Google Inc cut its taxes by $3.1 billion in the last three years using a technique that moves most of its foreign profits through Ireland and the Netherlands to Bermuda.
Google’s income shifting — involving strategies known to lawyers as the “Double Irish” and the “Dutch Sandwich” — helped reduce its overseas tax rate to 2.4 percent, the lowest of the top five US technology companies by market capitalisation, according to regulatory filings in six countries.
“It’s remarkable that Google’s effective rate is that low,” said Martin A. Sullivan, a tax economist who formerly worked for the US Treasury Department. “We know this company operates throughout the world mostly in high-tax countries where the average corporate rate is well over 20 per cent.”
The US corporate income-tax rate is 35 per cent.

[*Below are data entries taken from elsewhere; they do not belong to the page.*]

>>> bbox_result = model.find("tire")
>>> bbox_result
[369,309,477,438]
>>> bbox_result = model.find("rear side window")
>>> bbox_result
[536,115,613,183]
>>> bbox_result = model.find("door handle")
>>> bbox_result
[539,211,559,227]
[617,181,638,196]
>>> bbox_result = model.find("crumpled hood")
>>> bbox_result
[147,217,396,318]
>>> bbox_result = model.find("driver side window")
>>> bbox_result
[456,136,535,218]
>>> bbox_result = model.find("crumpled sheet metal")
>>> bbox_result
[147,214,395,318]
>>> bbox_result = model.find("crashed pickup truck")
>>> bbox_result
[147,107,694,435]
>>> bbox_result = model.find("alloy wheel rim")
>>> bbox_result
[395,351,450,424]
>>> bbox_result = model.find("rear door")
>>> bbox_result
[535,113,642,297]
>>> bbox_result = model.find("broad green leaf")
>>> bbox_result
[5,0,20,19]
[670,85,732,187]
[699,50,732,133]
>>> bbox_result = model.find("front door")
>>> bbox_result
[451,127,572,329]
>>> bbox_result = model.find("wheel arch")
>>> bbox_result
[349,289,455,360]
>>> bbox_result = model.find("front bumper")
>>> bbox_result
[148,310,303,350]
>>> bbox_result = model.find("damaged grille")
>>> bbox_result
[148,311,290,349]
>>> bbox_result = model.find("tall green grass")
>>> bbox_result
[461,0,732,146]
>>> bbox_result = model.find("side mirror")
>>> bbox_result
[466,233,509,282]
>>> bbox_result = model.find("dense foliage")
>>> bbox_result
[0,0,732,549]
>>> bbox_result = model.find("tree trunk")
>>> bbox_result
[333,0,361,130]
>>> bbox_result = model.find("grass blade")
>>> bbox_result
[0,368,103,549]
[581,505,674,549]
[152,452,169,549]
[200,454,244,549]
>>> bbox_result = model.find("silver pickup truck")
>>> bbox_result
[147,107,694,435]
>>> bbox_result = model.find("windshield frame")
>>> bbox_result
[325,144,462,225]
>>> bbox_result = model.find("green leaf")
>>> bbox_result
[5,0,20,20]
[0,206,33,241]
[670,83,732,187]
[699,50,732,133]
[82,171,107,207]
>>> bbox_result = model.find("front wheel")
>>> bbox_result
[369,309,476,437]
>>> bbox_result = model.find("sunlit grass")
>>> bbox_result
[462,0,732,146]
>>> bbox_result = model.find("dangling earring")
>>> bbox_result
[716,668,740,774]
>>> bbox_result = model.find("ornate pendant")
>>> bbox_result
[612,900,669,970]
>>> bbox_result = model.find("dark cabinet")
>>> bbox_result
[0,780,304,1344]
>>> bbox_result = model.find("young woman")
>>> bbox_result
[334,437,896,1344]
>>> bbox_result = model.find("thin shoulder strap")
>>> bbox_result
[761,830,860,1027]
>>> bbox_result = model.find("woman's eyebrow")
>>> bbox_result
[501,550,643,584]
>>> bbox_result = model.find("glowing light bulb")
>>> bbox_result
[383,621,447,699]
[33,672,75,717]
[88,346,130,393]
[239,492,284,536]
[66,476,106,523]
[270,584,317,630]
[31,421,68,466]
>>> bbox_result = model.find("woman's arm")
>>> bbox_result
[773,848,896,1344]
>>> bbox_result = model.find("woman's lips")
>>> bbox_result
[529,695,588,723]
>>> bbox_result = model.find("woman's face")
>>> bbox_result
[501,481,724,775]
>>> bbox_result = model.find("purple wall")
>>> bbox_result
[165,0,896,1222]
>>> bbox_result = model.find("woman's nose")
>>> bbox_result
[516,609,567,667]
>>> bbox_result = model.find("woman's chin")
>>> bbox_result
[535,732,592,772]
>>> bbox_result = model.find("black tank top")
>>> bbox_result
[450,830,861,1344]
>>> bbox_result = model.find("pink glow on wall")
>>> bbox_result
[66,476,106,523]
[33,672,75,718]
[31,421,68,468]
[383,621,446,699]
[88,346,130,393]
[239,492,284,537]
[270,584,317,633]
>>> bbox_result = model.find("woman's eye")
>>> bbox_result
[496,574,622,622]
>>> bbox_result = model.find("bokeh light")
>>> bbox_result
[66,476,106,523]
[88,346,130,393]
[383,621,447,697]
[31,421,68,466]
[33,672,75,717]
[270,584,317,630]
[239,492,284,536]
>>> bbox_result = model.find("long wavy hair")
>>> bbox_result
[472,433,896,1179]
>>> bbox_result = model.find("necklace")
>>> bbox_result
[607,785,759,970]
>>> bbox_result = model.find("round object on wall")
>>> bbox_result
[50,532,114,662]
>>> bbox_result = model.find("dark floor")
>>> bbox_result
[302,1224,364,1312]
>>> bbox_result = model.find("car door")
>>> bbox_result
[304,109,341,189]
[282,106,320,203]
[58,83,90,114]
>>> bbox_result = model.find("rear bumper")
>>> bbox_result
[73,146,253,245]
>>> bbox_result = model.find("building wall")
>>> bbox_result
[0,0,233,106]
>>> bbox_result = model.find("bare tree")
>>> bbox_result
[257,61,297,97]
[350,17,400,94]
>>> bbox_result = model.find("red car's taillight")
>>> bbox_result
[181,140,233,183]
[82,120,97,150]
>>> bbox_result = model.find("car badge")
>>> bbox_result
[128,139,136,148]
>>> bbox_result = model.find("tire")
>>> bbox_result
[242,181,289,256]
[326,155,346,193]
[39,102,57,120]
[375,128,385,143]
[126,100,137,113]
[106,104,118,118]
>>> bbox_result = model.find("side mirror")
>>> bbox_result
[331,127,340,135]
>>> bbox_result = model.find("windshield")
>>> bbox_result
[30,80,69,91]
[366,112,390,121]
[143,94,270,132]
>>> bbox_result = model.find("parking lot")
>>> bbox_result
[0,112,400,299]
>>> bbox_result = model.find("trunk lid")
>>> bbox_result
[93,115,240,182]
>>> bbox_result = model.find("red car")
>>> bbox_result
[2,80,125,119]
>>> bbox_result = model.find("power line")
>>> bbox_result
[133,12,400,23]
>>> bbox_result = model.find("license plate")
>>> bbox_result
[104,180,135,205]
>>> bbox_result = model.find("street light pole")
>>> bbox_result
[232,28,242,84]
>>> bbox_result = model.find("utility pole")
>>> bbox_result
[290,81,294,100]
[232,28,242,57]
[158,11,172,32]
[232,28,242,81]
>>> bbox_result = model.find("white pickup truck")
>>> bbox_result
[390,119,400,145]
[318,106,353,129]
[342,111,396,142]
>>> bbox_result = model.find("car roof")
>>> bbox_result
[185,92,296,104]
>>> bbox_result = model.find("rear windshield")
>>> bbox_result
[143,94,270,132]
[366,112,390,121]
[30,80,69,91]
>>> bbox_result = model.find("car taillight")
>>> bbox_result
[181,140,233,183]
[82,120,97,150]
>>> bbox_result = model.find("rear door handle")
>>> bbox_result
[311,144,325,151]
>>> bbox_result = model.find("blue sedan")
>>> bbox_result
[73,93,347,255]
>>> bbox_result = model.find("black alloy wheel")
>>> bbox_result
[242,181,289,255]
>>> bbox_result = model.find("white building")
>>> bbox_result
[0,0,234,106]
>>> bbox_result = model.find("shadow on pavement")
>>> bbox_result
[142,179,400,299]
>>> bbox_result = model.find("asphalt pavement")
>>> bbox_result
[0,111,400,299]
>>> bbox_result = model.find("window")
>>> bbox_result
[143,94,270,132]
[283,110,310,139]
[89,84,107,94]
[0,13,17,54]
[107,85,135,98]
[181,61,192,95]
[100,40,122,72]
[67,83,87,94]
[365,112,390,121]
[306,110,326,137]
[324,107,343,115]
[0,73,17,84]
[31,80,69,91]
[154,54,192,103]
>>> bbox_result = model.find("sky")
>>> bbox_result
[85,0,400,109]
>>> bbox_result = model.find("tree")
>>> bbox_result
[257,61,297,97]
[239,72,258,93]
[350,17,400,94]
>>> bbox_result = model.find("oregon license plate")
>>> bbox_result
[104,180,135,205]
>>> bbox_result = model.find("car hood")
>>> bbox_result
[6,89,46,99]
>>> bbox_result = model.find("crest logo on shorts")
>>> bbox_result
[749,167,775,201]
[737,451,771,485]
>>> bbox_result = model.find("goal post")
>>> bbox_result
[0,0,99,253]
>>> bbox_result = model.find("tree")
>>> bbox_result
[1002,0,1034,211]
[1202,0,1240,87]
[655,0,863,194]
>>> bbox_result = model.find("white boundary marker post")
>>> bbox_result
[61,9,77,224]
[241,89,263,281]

In the UK, Google’s second-biggest market by revenue, it’s 28 per cent. Google, the owner of the world’s most popular search engine, uses a strategy that has gained favour among such companies as Facebook Inc and Microsoft Corp. The method takes advantage of Irish tax law to legally shuttle profits into and out of subsidiaries there, largely escaping the country’s 12.5 per cent income tax.
The earnings wind up in island havens that levy no corporate income taxes at all. Companies that use the Double Irish arrangement avoid taxes at home and abroad as the US government struggles to close a projected $1.4 trillion budget gap and European Union countries face a collective projected deficit of ¤868 billion.
Google, the third-largest US technology company by market capitalisation, hasn’t been accused of breaking tax laws. “Google’s practices are very similar to those at countless other global companies operating across a wide range of industries,” said Jane Penner, a spokeswoman for the Mountain View, California-based company. Penner declined to address the particulars of its tax strategies.